Pfc. Bradley Manning got a dishonorable discharge at his sentencing, but he received it with an honorable disposition.
When the judge read out the young soldier's 35-year sentence Wednesday morning for giving classified information to WikiLeaks, family members wept and supporters cried out, "We are with you! You are a hero!"
But Manning, 25, whisked quickly from the room after the brief sentencing, was philosophical. "It's
OK. It's all right,'" he told his attorney, Lt. Col.
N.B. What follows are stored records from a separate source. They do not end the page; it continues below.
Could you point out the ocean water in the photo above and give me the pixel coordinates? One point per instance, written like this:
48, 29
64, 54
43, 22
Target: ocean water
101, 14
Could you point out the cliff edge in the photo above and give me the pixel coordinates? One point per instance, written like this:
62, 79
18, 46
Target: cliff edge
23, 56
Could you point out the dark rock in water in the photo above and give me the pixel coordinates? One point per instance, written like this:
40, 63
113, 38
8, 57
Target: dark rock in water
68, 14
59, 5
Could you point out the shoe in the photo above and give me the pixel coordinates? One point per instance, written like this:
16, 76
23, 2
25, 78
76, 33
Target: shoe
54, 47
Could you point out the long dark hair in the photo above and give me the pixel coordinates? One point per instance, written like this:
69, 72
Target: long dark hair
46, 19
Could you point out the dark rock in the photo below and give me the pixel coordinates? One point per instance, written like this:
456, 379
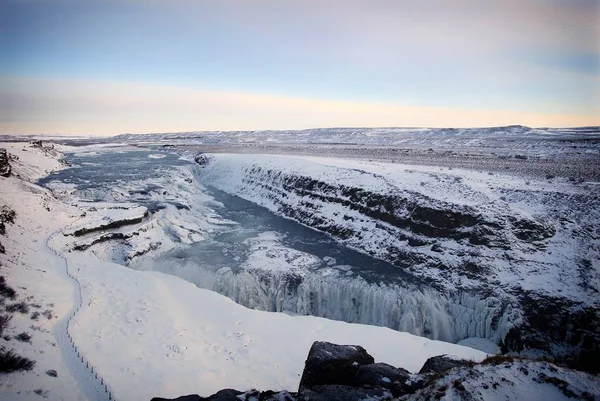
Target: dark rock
336, 392
333, 364
437, 248
191, 397
223, 395
6, 216
268, 395
531, 230
201, 159
383, 375
5, 168
442, 363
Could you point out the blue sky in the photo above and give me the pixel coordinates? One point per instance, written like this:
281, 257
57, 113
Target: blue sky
107, 67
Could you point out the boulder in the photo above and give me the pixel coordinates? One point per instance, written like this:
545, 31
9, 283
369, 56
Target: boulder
5, 168
442, 363
336, 392
191, 397
201, 159
223, 395
397, 380
333, 364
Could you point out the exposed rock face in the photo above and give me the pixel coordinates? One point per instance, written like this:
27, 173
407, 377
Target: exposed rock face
202, 159
336, 392
6, 216
397, 380
333, 364
471, 244
441, 364
439, 377
5, 168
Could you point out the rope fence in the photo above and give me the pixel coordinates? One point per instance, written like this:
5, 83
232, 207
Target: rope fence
102, 383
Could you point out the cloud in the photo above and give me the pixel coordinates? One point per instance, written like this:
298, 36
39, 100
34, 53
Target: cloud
85, 107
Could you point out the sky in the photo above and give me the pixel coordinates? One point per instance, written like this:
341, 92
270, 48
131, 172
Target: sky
90, 67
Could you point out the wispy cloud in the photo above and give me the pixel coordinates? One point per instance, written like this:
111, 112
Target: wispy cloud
107, 108
291, 64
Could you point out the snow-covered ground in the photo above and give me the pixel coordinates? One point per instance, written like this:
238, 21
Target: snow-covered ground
148, 334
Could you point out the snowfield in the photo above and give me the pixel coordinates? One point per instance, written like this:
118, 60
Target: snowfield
148, 334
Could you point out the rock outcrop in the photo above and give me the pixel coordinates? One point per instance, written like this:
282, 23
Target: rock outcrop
348, 373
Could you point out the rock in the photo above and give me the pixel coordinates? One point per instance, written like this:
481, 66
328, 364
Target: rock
191, 397
331, 364
222, 395
201, 159
268, 395
5, 168
383, 375
336, 392
437, 248
442, 363
532, 230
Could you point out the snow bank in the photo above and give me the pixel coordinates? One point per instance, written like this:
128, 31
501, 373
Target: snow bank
190, 340
148, 334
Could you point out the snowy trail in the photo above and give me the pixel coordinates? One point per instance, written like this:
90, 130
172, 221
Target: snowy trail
90, 383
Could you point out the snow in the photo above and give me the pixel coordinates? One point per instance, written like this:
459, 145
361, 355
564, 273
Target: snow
149, 334
32, 162
498, 198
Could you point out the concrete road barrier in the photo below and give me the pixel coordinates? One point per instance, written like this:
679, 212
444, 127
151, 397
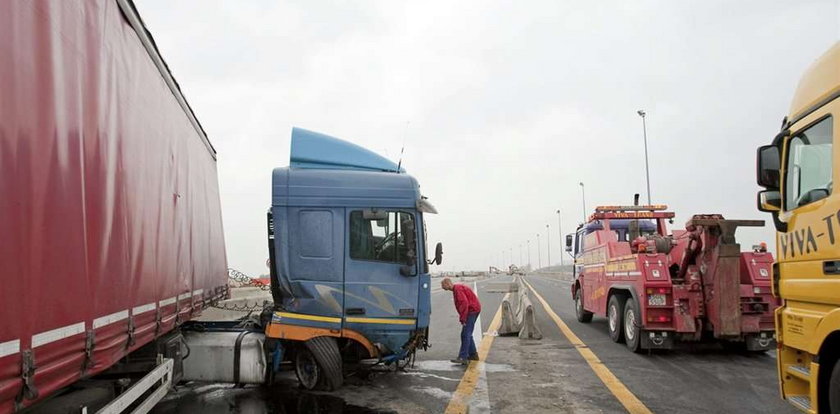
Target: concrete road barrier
518, 314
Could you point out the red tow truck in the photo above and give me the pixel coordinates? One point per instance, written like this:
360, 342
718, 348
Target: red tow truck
657, 288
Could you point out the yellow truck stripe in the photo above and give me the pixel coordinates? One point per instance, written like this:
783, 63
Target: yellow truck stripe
307, 317
381, 320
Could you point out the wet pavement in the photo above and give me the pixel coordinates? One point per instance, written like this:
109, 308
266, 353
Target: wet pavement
519, 375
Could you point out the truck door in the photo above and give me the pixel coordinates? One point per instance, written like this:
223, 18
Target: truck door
381, 270
807, 251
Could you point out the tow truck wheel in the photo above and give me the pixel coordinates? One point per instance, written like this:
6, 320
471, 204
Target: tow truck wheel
834, 389
632, 326
615, 312
582, 315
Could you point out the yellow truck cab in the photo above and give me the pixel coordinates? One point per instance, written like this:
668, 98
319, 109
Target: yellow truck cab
797, 172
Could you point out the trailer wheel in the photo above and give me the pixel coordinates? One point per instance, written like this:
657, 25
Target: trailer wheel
615, 319
632, 326
834, 389
325, 351
582, 315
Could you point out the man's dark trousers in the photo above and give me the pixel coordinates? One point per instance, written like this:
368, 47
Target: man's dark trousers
467, 341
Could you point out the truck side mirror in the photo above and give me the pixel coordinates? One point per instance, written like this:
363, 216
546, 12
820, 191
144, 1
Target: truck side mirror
768, 162
769, 201
438, 254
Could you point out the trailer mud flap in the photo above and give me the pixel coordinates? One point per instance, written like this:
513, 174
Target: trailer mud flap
657, 340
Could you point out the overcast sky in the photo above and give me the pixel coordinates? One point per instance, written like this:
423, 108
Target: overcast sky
503, 106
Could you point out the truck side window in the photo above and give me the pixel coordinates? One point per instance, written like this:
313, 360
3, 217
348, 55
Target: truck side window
809, 165
383, 240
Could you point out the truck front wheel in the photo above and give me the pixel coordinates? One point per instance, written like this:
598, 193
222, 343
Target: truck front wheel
834, 389
307, 370
318, 364
632, 326
581, 314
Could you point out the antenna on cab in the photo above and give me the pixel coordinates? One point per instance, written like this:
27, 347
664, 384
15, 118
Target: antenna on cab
402, 150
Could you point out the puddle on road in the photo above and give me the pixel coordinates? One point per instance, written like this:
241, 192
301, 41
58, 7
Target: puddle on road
436, 365
227, 399
435, 392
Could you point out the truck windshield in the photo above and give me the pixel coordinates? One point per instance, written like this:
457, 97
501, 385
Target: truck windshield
809, 165
383, 240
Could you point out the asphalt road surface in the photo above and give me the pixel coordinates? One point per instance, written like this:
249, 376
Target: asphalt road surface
551, 375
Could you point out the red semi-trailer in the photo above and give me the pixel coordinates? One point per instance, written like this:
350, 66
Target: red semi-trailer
110, 221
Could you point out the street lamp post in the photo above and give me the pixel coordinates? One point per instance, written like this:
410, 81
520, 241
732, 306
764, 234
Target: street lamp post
529, 254
583, 199
548, 244
560, 232
642, 114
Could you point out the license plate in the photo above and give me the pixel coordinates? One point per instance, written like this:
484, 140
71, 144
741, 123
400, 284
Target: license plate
656, 300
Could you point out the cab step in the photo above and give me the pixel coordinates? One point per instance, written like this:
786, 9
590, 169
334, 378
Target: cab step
800, 371
800, 401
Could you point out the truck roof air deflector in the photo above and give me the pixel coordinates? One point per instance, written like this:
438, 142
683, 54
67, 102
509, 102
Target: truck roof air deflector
318, 151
David Coombs, who was in tears over his client's fate. "I'm going to be OK. I'm going to get through this."
Manning was bound for prison at Fort Leavenworth, but Coombs, free to speak his mind at the end of the three-year legal saga, held a news conference at a nearby hotel in the afternoon and read a statement from Manning to President Obama requesting a pardon.
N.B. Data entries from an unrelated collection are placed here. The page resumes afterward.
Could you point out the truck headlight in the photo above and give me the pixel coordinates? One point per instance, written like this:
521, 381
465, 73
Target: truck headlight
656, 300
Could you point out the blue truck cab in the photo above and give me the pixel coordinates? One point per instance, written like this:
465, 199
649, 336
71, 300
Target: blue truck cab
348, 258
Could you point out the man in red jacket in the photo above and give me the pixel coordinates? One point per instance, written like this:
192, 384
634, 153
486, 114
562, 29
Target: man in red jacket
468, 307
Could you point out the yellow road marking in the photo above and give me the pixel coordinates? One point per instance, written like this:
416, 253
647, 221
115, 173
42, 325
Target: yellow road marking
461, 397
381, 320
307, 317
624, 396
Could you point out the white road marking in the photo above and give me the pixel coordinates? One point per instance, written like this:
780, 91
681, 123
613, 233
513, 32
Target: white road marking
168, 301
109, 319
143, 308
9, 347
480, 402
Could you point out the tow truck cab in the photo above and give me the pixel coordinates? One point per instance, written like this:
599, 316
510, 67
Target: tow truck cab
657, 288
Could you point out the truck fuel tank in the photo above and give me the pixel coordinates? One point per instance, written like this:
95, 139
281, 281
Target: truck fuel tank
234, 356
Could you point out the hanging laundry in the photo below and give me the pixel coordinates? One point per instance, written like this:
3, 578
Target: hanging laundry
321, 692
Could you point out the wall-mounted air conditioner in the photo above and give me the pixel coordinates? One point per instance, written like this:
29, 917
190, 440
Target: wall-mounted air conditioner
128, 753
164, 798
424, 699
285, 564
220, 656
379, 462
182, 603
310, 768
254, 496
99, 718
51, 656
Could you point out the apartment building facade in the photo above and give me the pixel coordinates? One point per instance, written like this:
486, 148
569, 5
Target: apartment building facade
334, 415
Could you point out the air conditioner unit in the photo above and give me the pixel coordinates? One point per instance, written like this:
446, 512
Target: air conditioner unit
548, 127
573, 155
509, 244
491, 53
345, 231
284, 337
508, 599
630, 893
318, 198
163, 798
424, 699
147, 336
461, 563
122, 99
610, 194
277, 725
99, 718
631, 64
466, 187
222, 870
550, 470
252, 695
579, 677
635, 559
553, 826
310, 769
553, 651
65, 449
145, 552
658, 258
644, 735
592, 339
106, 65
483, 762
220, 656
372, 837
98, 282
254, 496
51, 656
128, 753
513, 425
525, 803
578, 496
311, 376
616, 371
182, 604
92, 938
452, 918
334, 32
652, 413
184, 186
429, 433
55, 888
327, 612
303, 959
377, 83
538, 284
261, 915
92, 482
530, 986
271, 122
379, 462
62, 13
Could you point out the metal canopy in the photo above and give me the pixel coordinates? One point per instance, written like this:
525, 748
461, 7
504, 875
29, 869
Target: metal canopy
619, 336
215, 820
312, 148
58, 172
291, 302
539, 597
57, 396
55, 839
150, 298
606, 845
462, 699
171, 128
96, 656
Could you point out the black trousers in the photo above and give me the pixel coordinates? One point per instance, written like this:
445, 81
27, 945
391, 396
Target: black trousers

"I understand that my actions violated the law. I regret if my actions hurt anyone or harmed the United States," the statement said. "When I chose to disclose classified information, I did so out of a love for my country and a sense of duty to others. If you deny my request for a pardon, I will serve my time knowing that sometimes you have to pay a heavy price to live in a free society. I will gladly pay that price if it means we could have a country that is truly conceived in liberty."
Manning's dignity is a good model for Edward Snowden, the National Security Agency leaker now hiding from American justice in Russia. Manning admitted what he had done, and he used his trial and its conclusion to argue for the righteousness of his cause. That cause was artfully described by Coombs, who, with the shaved head of a military man and the business suit of a civilian lawyer, stood before 20 TV cameras and took as many questions as reporters could ask.
"Under the current administration, an unauthorized leak to the media of classified information is viewed as being tantamount to aiding the enemy," a capital offense, Coombs said. "The government-wide crackdown on whistle-blowers and the extension of this crackdown to journalists threatens to stifle the flow of information that is vital to our public."